The Food and Drug Administration announced Wednesday it has authorized Pfizer’s antiviral pills to treat COVID-19 for emergency use, allowing limited use of the drug in Americans as young as 12 who are at “high risk for progression to severe COVID-19.”
Early data suggests Pfizer’s pills, called Paxlovid, are effective against Omicron cases. The FDA said in a statement: “This authorization provides a new tool to combat COVID-19 at a crucial time in the pandemic as new variants emerge and promises to make antiviral treatment more accessible to patients who are at high risk for progression to severe COVID-19.”
The new treatment option comes as doctors are facing a nationwide shortage of monoclonal antibodies to treat high-risk cases of the disease, with most formulas ineffective against the fast-spreading Omicron variant. Paxlovid treatment needs to begin within a few days of first developing symptoms. A course of treatment is made up of three tablets that are taken twice a day, in the morning and evening, over the course of five days, for a total of 30 pills. Two of the tablets are nirmatrelvir, an antiviral Pfizer designed to target SARS-CoV-2, and one is ritonavir, a drug that has also been used to treat HIV.

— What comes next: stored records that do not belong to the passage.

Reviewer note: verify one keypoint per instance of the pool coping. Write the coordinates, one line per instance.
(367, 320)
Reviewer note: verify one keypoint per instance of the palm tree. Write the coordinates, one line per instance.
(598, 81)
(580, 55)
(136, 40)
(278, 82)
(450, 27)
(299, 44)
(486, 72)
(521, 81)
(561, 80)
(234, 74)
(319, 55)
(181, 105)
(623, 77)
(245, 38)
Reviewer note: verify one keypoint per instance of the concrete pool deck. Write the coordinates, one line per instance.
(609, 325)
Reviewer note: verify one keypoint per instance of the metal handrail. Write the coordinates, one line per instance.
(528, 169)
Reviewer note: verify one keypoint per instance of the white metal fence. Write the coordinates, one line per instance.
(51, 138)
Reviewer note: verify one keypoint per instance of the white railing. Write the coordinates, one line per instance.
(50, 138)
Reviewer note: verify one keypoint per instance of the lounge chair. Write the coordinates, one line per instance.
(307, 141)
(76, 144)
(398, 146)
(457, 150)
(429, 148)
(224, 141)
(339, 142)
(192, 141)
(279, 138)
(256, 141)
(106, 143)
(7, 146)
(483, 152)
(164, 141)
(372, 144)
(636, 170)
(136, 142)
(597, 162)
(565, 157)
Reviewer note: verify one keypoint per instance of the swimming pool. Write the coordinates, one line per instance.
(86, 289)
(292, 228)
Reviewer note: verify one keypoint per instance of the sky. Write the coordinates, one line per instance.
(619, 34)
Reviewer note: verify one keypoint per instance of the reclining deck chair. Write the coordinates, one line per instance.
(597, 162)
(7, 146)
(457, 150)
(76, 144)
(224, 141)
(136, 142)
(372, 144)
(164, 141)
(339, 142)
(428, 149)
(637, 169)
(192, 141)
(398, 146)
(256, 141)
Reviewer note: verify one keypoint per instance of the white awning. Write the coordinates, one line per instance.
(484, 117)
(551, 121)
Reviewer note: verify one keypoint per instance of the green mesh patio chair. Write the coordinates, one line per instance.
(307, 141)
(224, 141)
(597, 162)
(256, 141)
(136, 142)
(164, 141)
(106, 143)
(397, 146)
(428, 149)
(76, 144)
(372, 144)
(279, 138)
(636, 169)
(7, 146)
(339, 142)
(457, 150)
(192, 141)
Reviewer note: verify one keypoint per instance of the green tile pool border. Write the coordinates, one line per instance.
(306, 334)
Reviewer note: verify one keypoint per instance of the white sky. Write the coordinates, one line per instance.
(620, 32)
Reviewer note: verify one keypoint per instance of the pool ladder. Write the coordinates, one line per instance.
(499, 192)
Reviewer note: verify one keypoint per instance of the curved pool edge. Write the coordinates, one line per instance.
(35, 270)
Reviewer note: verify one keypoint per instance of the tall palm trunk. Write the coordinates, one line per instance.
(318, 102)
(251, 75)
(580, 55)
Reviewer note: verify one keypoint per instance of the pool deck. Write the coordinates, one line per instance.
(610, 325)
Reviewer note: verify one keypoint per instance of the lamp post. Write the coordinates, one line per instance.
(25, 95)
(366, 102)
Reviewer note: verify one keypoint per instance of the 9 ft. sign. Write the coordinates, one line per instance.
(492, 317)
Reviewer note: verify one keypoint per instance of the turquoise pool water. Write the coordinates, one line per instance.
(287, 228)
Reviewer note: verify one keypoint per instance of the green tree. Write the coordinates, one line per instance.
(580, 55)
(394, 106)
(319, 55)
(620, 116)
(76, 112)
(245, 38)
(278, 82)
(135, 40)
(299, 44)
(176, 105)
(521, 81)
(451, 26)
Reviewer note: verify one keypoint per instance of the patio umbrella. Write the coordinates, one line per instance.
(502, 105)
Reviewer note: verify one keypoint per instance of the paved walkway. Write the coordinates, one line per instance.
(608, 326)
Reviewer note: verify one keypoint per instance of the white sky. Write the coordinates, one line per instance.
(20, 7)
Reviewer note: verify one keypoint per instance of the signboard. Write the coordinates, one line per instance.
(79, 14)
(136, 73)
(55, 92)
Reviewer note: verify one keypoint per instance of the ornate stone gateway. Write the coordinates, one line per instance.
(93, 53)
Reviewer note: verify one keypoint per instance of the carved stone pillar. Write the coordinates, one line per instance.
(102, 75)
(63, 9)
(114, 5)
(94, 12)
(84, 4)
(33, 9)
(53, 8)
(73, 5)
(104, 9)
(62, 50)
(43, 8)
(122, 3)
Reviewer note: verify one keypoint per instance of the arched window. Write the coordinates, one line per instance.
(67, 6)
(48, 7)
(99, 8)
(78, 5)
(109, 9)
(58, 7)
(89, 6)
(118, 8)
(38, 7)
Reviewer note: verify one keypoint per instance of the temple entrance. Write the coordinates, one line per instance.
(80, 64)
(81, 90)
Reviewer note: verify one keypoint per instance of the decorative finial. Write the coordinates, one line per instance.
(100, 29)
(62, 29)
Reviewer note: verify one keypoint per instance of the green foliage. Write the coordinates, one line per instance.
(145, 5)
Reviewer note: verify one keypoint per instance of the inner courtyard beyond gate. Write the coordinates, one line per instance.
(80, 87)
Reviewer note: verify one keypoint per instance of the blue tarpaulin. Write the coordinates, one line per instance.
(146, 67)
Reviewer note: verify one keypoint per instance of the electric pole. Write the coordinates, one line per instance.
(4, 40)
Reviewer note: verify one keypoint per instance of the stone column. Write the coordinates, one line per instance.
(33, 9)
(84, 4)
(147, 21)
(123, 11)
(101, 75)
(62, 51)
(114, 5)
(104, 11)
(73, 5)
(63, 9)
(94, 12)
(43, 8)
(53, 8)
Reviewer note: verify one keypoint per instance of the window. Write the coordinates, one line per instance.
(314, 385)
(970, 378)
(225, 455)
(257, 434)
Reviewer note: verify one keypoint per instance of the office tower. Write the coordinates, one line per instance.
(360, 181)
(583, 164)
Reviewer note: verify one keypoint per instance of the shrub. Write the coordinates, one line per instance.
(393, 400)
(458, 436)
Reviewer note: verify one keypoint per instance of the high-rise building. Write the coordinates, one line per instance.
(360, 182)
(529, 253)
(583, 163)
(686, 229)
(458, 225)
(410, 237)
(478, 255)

Like with some other COVID-19 treatments that have been authorized by the FDA, the regulator will limit Pfizer’s drug to only people at “higher risk of being hospitalized for COVID-19.” That includes seniors and people with underlying conditions like heart disease or diabetes. The FDA said Wednesday that “Paxlovid is available by prescription only and should be initiated as soon as possible after diagnosis of COVID-19 and within five days of symptom onset.”